I have some code using the AVX2 intrinsic _mm256_permutevar8x32_epi32
aka vpermd
to select integers from an input vector by an index vector. Now I need the same thing but for 4x32 instead of 8x32. _mm_permutevar_ps
does it for floating point, but I'm using integers.
One idea is _mm_shuffle_epi32
, but I'd first need to convert my 4x32 index values to a single integer, that is:
imm[1:0] := idx[31:0]
imm[3:2] := idx[63:32]
imm[5:4] := idx[95:64]
imm[7:6] := idx[127:96]
I'm not sure what's the best way to do that, and moreover I'm not sure it's the best way to proceed. I'm looking for the most efficient method on Broadwell/Haswell to emulate the "missing" _mm_permutevar_epi32(__m128i a, __m128i idx)
. I'd rather use 128-bit instructions than 256-bit ones if possible (i.e. I don't want to widen the 128-bit inputs then narrow the result).
It's useless to generate an immediate at run-time, unless you're JITing new code. An immediate is a byte that's literally part of the machine-code instruction encoding.

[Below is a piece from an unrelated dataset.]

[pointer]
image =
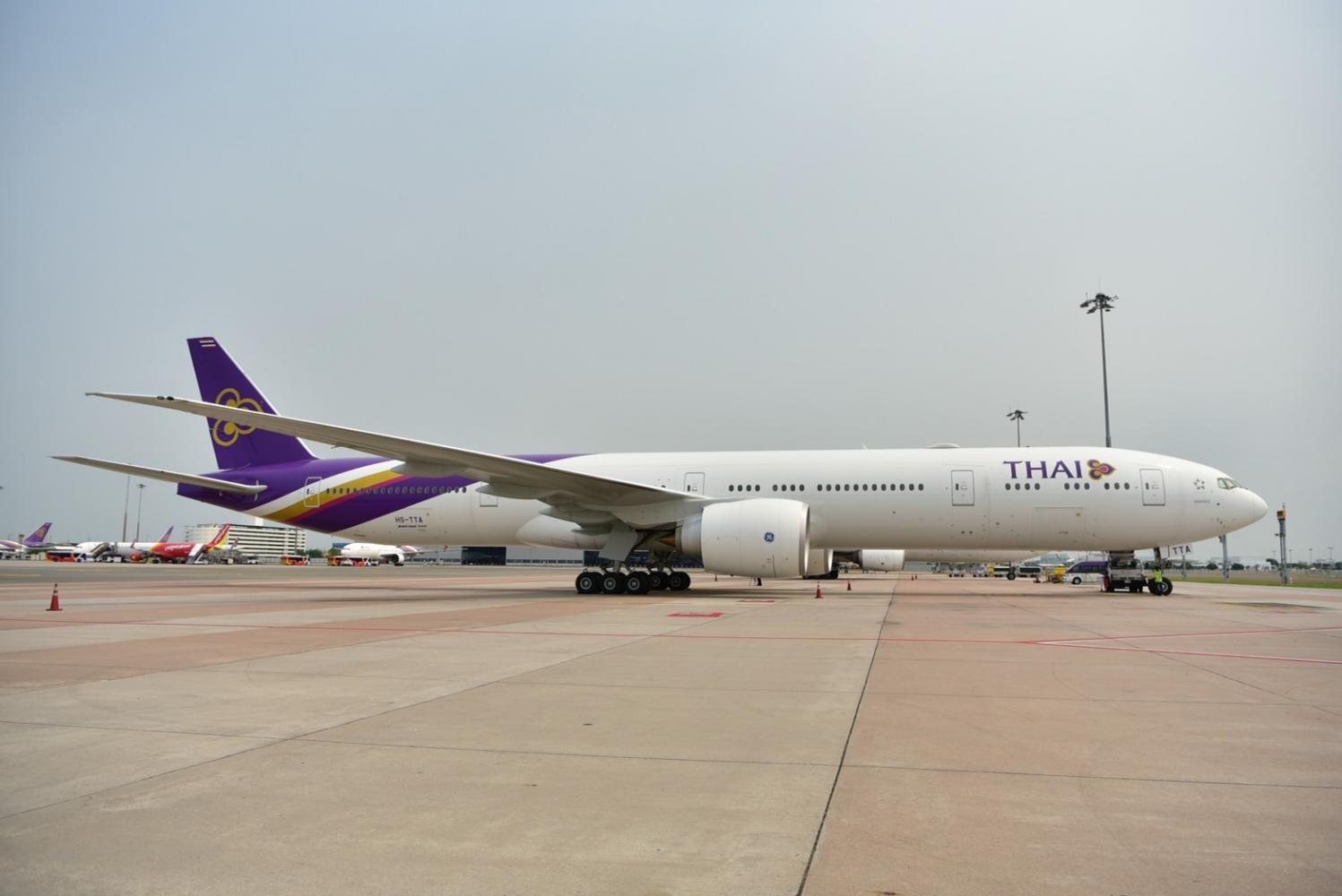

That's great if you have a compile-time-constant shuffle (after inlining + template expansion), otherwise forget about those shuffles that take the control operand as an integer1.
Before AVX, the only variable-control shuffle was SSSE3 pshufb
. (_mm_shuffle_epi8
). That's still the only 128-bit (or in-lane) integer shuffle instruction in AVX2 and I think AVX512.
AVX1 added some in-lane 32-bit variable shuffles, like vpermilps
(_mm_permutevar_ps
). AVX2 added lane-crossing integer and FP shuffles, but somewhat strangely no 128-bit version of vpermd
. Perhaps because Intel microarchitectures have no penalty for using FP shuffles on integer data. (Which is true on Sandybridge family, I just don't know if that was part of the reasoning for the ISA design). But you'd think they would have added __m128i
intrinsics for vpermilps
if that's what you were "supposed" to do. Or maybe the compiler / intrinsics design people didn't agree with the asm instruction-set people?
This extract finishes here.